Warum scheint Fibrillation heutzutage wesentlich öfter vorzukommen als früher?
In den vergangenen Jahren hat sich der Markt für bedruckte Sport- und T-Shirt- Bekleidung ganz erheblich weiterentwickelt. Es werden komplexere und wesentlich detailliertere Drucke als noch vor wenigen Jahren gefordert, die aber gleichzeitig ein möglichst angenehmes Stoffgefühl haben sollen. Drucker sind daher zur Verwendung immer feinerer Siebgewebe übergegangen, um diese Konturenschärfe sowie den angenehmen Warengriff erzielen zu können. Oft steht ein solches Unternehmen unter Lieferdruck, und Aufträge werden häufig vor Produktionsbeginn nicht genügend angedruckt und durchgetestet.Wenn dann das Phänomen der Fibrillation auftritt, ist nicht etwa nur ein neuer Druckdurchlauf notwendig, sondern der gesamte, bereits gedruckte Auftrag wird zur Retoure. Oft befinden sich die Vertreter unserer Industrie auf dem schmalen Grat zwischen dem bestmöglichen Druck und einer Auftragsretoure.

Warum tritt Fibrillation bei einigen Drucken auf, bei anderen aber nicht?
Das Auftreten der Fibrillation hängt von vielen verschiedenen Faktoren ab.Wenn das Farbauftragsgewicht für ein bestimmtes Design hoch genug ist und so verhindert, dass die Textilfasern durch die Oberfläche des Farbfilms hindurchbrechen, entsteht keine Fibrillation. Jedes Design sollte hier separat betrachtet werden.

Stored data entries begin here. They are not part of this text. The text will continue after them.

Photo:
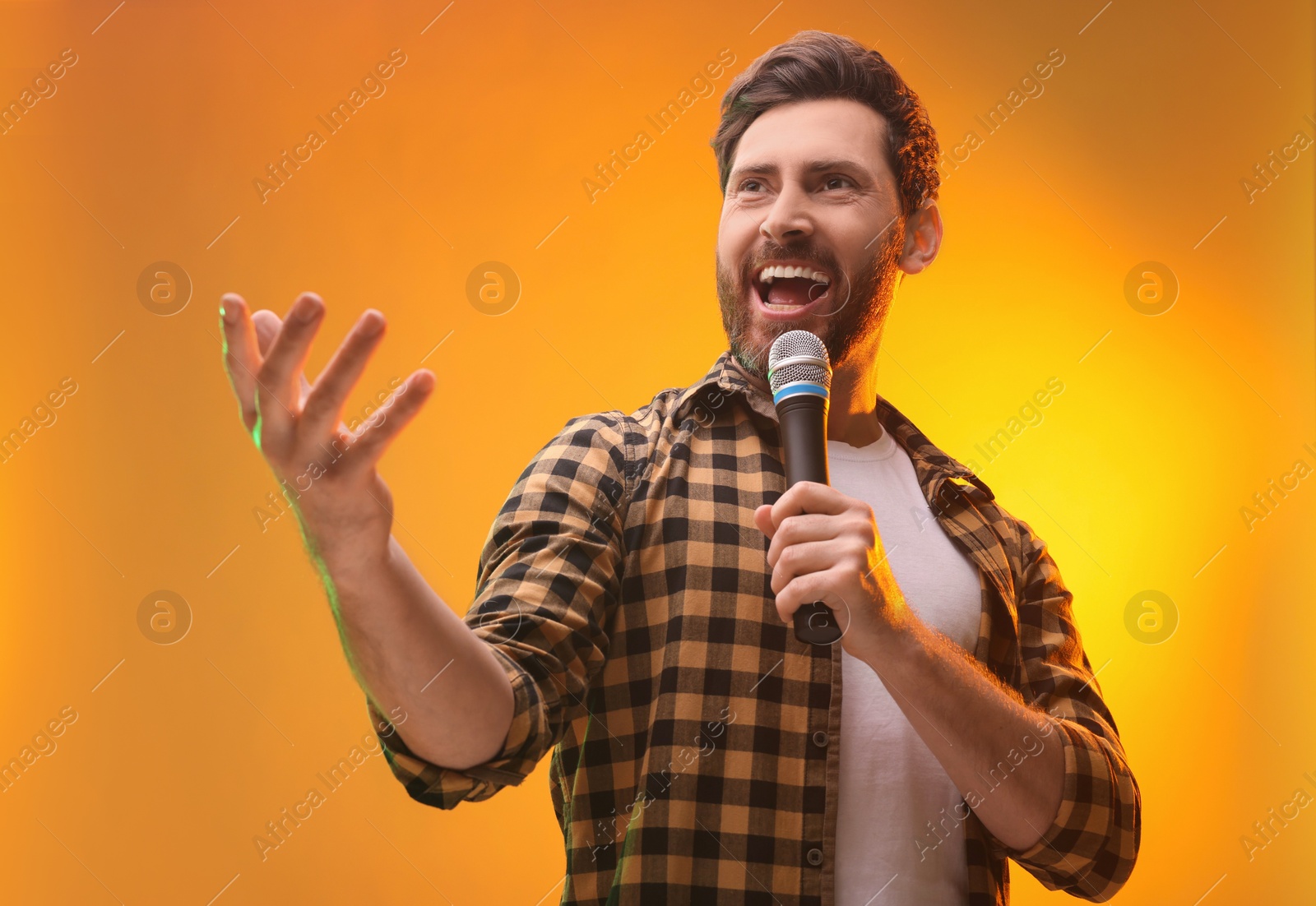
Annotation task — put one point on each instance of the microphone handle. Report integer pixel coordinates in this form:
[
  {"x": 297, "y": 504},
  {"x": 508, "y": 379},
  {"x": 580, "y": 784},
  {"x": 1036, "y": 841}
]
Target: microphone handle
[{"x": 803, "y": 425}]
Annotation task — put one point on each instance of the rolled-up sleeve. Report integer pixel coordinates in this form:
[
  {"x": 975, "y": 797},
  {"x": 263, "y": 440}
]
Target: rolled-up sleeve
[
  {"x": 548, "y": 580},
  {"x": 1091, "y": 846}
]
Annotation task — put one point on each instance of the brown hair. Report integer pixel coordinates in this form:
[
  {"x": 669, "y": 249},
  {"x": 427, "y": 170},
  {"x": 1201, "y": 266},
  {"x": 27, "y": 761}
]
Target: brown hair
[{"x": 819, "y": 65}]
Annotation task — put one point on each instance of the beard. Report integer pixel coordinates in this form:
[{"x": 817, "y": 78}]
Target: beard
[{"x": 855, "y": 312}]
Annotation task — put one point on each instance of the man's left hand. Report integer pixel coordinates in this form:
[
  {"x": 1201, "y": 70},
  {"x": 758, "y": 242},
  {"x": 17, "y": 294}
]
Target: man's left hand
[{"x": 826, "y": 548}]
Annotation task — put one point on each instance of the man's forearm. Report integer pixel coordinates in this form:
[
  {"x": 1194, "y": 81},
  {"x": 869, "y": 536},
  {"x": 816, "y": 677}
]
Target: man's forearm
[
  {"x": 974, "y": 728},
  {"x": 408, "y": 649}
]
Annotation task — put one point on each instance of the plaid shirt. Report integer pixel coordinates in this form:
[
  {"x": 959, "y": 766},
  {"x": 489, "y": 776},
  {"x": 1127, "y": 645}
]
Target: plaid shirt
[{"x": 625, "y": 589}]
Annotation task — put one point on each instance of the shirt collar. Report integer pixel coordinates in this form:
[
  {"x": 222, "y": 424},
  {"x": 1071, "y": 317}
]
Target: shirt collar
[{"x": 725, "y": 381}]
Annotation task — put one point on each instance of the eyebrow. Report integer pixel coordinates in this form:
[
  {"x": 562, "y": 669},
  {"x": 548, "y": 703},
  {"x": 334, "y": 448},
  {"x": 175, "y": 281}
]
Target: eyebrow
[{"x": 813, "y": 166}]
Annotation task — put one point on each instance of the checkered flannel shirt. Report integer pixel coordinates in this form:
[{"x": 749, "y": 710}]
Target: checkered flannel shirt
[{"x": 624, "y": 588}]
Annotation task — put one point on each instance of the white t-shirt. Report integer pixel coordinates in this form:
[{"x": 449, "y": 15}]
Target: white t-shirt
[{"x": 894, "y": 792}]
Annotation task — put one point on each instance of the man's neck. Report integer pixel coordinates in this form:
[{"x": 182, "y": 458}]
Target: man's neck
[{"x": 852, "y": 416}]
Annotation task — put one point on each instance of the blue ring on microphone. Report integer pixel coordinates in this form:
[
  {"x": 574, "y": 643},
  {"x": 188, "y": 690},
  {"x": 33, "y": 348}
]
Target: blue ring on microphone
[{"x": 800, "y": 387}]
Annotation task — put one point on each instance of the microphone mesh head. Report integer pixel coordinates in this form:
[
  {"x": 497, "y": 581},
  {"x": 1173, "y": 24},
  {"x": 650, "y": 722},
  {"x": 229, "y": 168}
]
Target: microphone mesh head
[{"x": 798, "y": 355}]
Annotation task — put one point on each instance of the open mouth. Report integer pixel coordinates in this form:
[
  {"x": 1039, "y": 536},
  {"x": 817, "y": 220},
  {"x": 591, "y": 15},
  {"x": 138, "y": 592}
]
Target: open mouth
[{"x": 786, "y": 289}]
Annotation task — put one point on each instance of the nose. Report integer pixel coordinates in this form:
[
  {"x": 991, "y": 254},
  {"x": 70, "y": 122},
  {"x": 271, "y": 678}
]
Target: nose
[{"x": 789, "y": 217}]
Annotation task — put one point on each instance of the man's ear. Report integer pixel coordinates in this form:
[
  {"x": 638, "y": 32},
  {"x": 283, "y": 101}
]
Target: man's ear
[{"x": 923, "y": 238}]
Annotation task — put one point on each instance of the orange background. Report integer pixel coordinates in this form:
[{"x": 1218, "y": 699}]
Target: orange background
[{"x": 477, "y": 151}]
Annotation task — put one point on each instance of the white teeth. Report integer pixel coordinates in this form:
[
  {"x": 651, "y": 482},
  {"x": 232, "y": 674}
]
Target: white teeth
[{"x": 770, "y": 274}]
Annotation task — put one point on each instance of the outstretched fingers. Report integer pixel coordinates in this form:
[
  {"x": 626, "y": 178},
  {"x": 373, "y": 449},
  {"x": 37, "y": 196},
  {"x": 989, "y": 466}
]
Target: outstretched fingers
[
  {"x": 326, "y": 400},
  {"x": 241, "y": 354},
  {"x": 396, "y": 412},
  {"x": 278, "y": 394}
]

Hat die Textilart etwas mit Fibrillation zu tun?
Ja. Einige Textilien besitzen wesentlich mehr lose Fasern auf ihrer Oberfläche, als andere, and tragen so zum Fibrillationseffekt bei. Die Webart des Textils bestimmt, wie viel Farbe in das Textil einsinkt und hat so auch einen Einfluss auf eine eventuelle Fibrillations- Beständigkeit.

Methode 1- Zwischengetrocknete Grundbeschichtung
Die effektivste Methode, um Fibrillation völlig zu vermeiden. Eine zwischengetrocknete Grundschicht kann durch ein feines Siebgewebe gedruckt werden und dann als eine Art „Plattform“ agieren und so verhindern, dass die nachfolgenden Überdruckfarben in das Gewebe einsinken. Damit wird eine Fibrillation verhindert. Doch führt die Anwendung dieser Methode in der Regel zu einem stärkeren Warengriff des Drucks.